Project: Helmholtz Network for Bioinformatics (HNB)
Motivation
Apart from existing Bioinformatics software, a lot of new tools are being developed by prominent research groups at several locations in Germany. Traditionally, access to these software and databases are through independant webservers hosted by individual institutions. But the current situation is not very attrative for the Biologists, Biochemists and other potential users and unacceptable for beginners. Eg. for a protein sequence analysis one has to visit several sites, understand what programs are needed for this task, learn to use them with all possible options and parameters and be able to interpret the results. This is not trivial.
Purpose of the project
The aim of the Helmholz Network for Bioinformatics (HNB) is to unifiy the german bioinformatic scene and provide the wide spectrum of methods through a common and userfriendly interface. The HNB-user takes advantage of the fact that for a given task, appropriate software acts in concert to compute high quality results.
Contribution of MIPS technology to the project
MIPS as member of the HNB actually provides the following software packages to the project:
BioRS is a powerful and fast retrieval system offering state of the art integration of heterogeneous databanks with in-house proprietary databases. BioRS enables researches to work with hundreds of biological databases (e.g. sequence, structure, literature) through easy-to-use WWW interfaces.
-
The Database Proxy is a CORBA server that provides access to different databases through a generic interface. It is built on top of BioRS, a database indexing and retrieval system. The developer need not spend time writing different parsers for different flatfiles. As and when new databases are added or updated at the MIPS BioRS installation, the same is immediately available through the database proxy without any change or addition of code. The server is aimed to serve as a data source for third party applications. It is a developer to developer facility. Anybody who is interested or in need to fetch data from biological databases, can easily access the same through the interfaces and methods defined in the server's CORBA IDL. In the HNB project, DBResolver of the BS model uses the database proxy for its database needs.
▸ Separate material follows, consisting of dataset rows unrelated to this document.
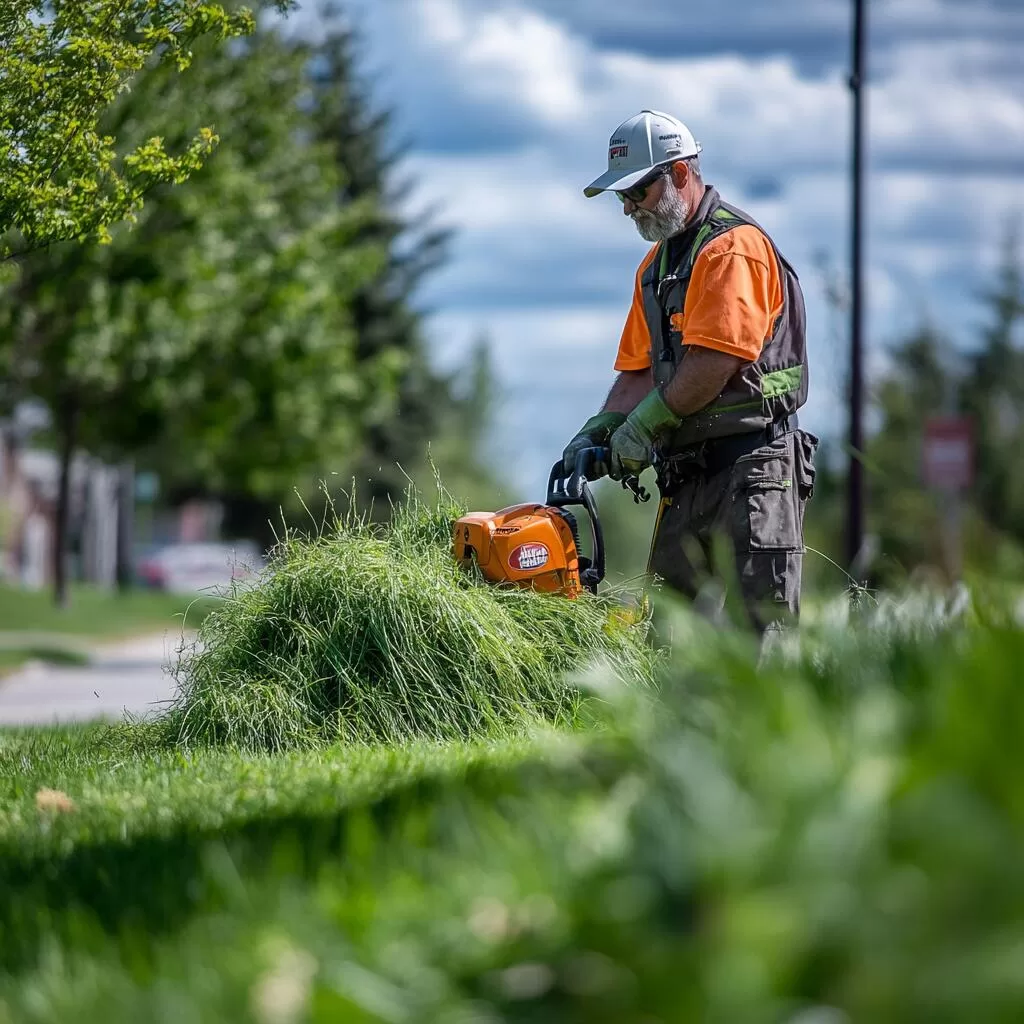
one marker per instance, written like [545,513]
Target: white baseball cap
[640,144]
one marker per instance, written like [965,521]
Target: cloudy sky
[507,107]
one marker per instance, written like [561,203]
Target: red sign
[948,453]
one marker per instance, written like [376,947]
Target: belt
[711,457]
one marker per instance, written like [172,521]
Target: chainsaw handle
[574,491]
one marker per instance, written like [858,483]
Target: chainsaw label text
[528,556]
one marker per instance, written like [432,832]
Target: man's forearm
[699,379]
[629,388]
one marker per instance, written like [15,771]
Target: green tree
[993,395]
[449,413]
[62,65]
[214,341]
[922,381]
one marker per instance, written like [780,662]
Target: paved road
[131,676]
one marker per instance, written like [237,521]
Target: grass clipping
[370,633]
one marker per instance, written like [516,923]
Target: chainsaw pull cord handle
[574,491]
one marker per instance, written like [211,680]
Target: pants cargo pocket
[767,500]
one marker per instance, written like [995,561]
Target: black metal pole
[855,486]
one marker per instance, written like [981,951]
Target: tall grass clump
[367,633]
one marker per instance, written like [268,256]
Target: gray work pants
[740,527]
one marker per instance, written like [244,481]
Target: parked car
[209,567]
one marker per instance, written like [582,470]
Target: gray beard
[668,218]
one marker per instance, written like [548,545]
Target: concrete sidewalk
[129,676]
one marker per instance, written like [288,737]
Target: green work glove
[593,433]
[633,442]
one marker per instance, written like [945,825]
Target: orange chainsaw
[538,546]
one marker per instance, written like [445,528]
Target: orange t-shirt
[732,300]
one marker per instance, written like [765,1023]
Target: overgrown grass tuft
[370,632]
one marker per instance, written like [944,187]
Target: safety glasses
[638,193]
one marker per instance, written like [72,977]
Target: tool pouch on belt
[673,471]
[804,445]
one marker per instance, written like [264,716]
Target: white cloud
[510,107]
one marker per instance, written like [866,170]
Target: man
[712,369]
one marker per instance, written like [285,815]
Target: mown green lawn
[391,794]
[98,612]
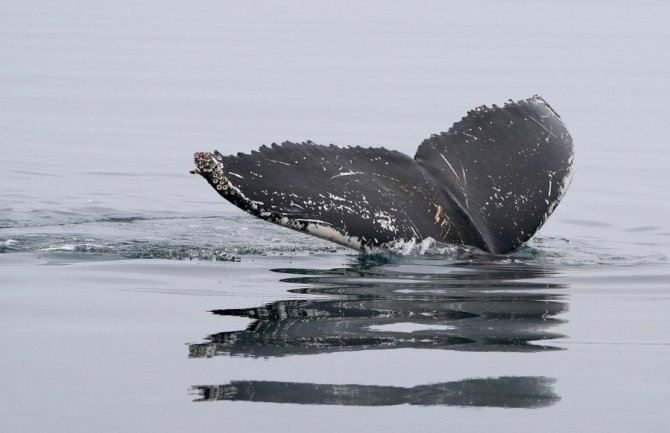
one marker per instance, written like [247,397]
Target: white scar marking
[452,168]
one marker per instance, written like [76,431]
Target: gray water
[132,298]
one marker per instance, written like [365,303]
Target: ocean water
[133,298]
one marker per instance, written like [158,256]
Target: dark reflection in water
[461,307]
[519,392]
[383,302]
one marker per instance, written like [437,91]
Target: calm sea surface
[133,298]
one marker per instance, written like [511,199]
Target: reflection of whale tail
[490,181]
[519,392]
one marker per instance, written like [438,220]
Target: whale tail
[490,181]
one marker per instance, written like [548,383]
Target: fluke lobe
[490,181]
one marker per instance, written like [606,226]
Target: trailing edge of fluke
[490,181]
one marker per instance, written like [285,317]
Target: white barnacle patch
[386,221]
[346,173]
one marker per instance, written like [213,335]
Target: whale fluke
[490,181]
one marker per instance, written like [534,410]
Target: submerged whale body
[490,181]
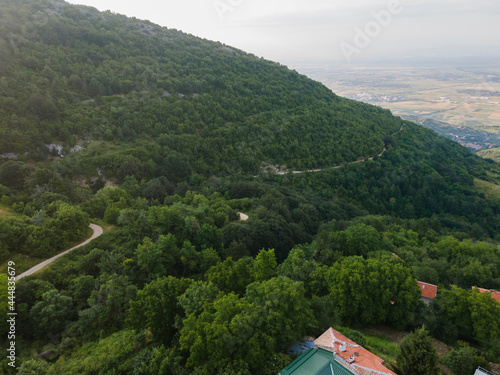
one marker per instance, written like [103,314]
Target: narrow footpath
[279,172]
[97,232]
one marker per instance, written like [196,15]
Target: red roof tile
[355,356]
[428,290]
[494,294]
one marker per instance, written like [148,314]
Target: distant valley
[460,103]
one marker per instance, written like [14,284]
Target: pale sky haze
[301,31]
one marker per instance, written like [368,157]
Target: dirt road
[97,232]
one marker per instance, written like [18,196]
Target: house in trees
[351,355]
[429,291]
[316,361]
[494,294]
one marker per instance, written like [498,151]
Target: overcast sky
[302,31]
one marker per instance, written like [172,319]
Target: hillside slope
[70,73]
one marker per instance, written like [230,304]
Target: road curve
[282,173]
[97,232]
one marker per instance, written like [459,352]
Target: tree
[286,311]
[416,355]
[156,308]
[228,331]
[231,276]
[108,305]
[51,315]
[33,367]
[373,291]
[463,361]
[264,265]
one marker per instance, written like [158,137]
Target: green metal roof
[315,361]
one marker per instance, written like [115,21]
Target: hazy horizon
[297,32]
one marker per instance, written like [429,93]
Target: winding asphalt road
[97,232]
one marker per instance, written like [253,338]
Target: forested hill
[70,73]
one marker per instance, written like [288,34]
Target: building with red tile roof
[494,294]
[353,356]
[429,291]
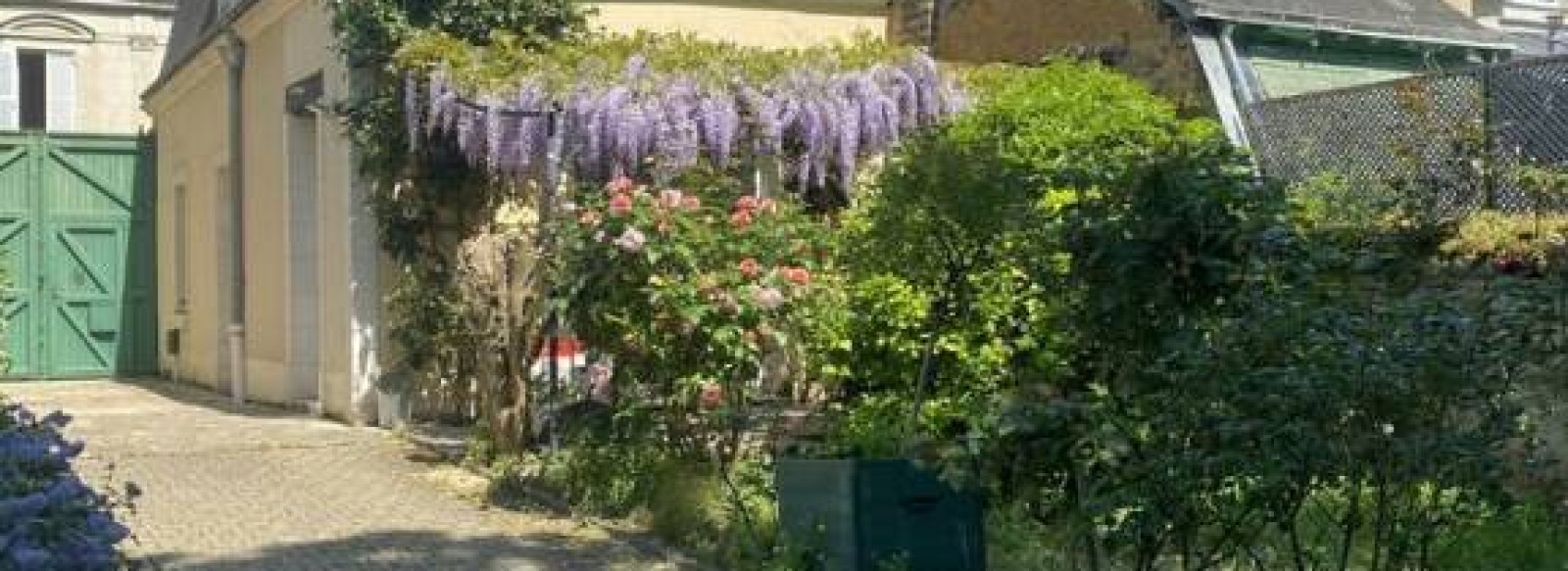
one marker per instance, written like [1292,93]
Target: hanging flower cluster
[49,516]
[819,121]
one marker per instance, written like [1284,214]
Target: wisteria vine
[817,122]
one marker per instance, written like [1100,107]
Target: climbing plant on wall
[659,106]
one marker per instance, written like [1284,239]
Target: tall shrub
[1152,361]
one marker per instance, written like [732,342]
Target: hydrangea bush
[49,518]
[658,107]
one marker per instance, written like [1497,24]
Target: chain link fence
[1452,143]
The IDL file and other additional developer documentation is available for download from the project's website.
-
miniPEDANT displays primary information such as statistical evaluation of protein properties, best BLAST hits, multiple alignment to homologous sequences, presence of sequences domain, domain patterns etc. Additionally, secondary structures and trans-membrane segments are predicted and a 3D-structure is assigned to the sequence wherever possible. Integration of specific in-house databases, such as the Yeast Functional Catalogue, expand the scope of miniPEDANT, thus becoming one of the most complete and easy-to-use sequence analysis tools available on the web.
To avoid time-consuming on-the-fly calculations, a new fast sequence similarity search algorithm is implemented in the CORBA-based miniPEDANT framework. MIPS databases (actualy PEDANT, others will be added soon) are scanned for identical or highly similar entries respectly to the query sequence, and the result is displayed immediately. The CPU-time for an on-the-fly miniPEDANT analysis is also drasticaly reduced by substitution of a typical BLAST search against large databases by our new algorithm. The result in most cases are identical to the best BLAST hits.
-
The Pedant Sequence Analysis Tool is a highly sophisticated and powerful bioinformatics suite offering maximum convenience for analyzing DNA and protein sequences. Unlike single-gene sequence analysis tools, Pedant allows for fully automated annotation of individual sequences as well as complete genomes. Highly complex questioning is made possible with the Pedant system while results are delivered in clear, well-structured graphical interfaces. MIPS Functional Catalogue The automatic functional catalogue assignment of proteins is an automated method to assign functional properties to proteins based on sequence similarity to manually annotated proteins. Manually annotated proteins from Athaliana, Yeast and Tacidophilum were manually annotated using the MIPS functional catalogue. A new protein gets an automatic functional assignment of the same functional catalogue entry if there is a direct sequence similarity between this new protein and a manually annotated protein reported by PSI-Blast. This database contains the automatic functional assignment for a non redundant protein database derived from Pir, Swissprot, Swissnew, Trcdsembl and Trcdsemblnew containing approximately 630000 proteins.